Ann-Charlotte (Lotta) Gavel Adams
It was a difficult decision to retire. My students were stimulating and my courses were fun to teach. But there were also so many things I did not have time for while working fulltime, like spending more time with my granddaughters, finalizing publication projects on my desk -- and taking advantage of spur of the moment flights to Stockholm to attend particularly exciting theater productions. Since my retirement at the end of December 2016, I have taught one large enrollment course, part of the 40% rehire I signed up for, served as lecturer on a Smithsonian Journey to Denmark and Norway, finalized a translation of Strindberg’s Occult Diary - and I have spent lots of time with my two lively and fun granddaughters. I seem to have my cake and eat it too. Life is good.
My plans for the coming year include getting used to being retired and continuing a couple of my research projects. I look forward to the 40 percent re-hire option to return to the classroom and teach a course on the Vikings in Winter Quarter. Otherwise, I must say that I am excited about continuing to be able to lecture on tours of Scandinavia with Hurtigruten, the Norwegian coastal cruise company, and the Smithsonian Institution. It's almost like being in the classroom, but with travel benefits, enabling me to visit the places I talk about.
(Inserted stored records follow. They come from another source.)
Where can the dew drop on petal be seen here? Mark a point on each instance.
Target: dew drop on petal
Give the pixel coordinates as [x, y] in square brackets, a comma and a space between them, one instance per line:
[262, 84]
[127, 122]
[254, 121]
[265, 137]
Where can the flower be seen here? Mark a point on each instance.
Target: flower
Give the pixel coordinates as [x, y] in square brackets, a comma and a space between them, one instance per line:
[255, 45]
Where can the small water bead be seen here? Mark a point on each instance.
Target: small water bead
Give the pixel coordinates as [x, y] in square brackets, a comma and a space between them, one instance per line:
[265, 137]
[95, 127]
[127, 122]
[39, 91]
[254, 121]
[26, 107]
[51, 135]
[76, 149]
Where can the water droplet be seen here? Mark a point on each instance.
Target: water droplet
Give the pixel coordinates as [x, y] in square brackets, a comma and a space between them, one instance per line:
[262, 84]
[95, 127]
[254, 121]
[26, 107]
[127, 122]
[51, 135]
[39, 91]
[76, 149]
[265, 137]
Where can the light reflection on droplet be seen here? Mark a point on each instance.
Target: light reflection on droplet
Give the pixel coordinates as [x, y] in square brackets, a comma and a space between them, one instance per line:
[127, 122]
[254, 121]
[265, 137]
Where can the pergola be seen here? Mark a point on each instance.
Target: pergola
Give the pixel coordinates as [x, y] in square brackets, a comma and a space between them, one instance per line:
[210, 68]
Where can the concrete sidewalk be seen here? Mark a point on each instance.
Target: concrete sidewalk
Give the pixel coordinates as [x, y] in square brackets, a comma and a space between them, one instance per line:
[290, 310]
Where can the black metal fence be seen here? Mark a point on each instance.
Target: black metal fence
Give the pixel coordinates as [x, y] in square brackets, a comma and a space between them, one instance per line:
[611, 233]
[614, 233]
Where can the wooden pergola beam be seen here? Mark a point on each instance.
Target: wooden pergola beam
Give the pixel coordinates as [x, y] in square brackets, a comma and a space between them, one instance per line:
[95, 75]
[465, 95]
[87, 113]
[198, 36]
What a question, where to begin?
I am eighty now, and after fifty years — during half of which I also taught at the UW — of growing biodynamic food for our family and the community on Lopez Island, Elizabeth and I are ready to place our work into younger hands by trading ownership of two five-acre parcels and a house on each, with two young families in exchange for labor on the farm for the next twelve years. The remaining 20 acres of the farm, our own house and all farm infrastructure will be gifted to the Lopez Community Land Trust once we die. So that’s pretty exciting, don’t you think?
This season, we’re still going strong, running a CSA supplying our customers with beef, pork, lamb, cheese, bread, eggs, vegetables and fruit, all grown and processed here on the farm. We are also teaching eco-agriculture to student groups from various colleges in the area who come here for workshops.
Next year, however, we will take a sentimental journey to see my remaining brothers and sisters, and friends, in Germany, Austria and Norway. Most of them we haven’t seen in a decade and this will probably be our last trip across the ocean. To limit the trip’s carbon footprint, we have bought a Tesla to drive to New York City, from where we will sail on the Queen Mary to Southampton and Hamburg on August 3. We will be gone over three months.
We are also working on a couple of books, one an update of Real Food on the Farm first published on our website (www.sshomestead.org) some ten years ago. The other book is a volume of essays describing our work on the farm over the years, including a presentation I gave at Harvard Divinity School last year, “The Spirituality of the Soil: The Idea of Teleology from Aristotle to Rudolf Steiner” (https://www.researchgate.net/.../307538025_The_Spirituality_of_the_Soil_The_Idea_of.)
Elizabeth and I are both well and in good health.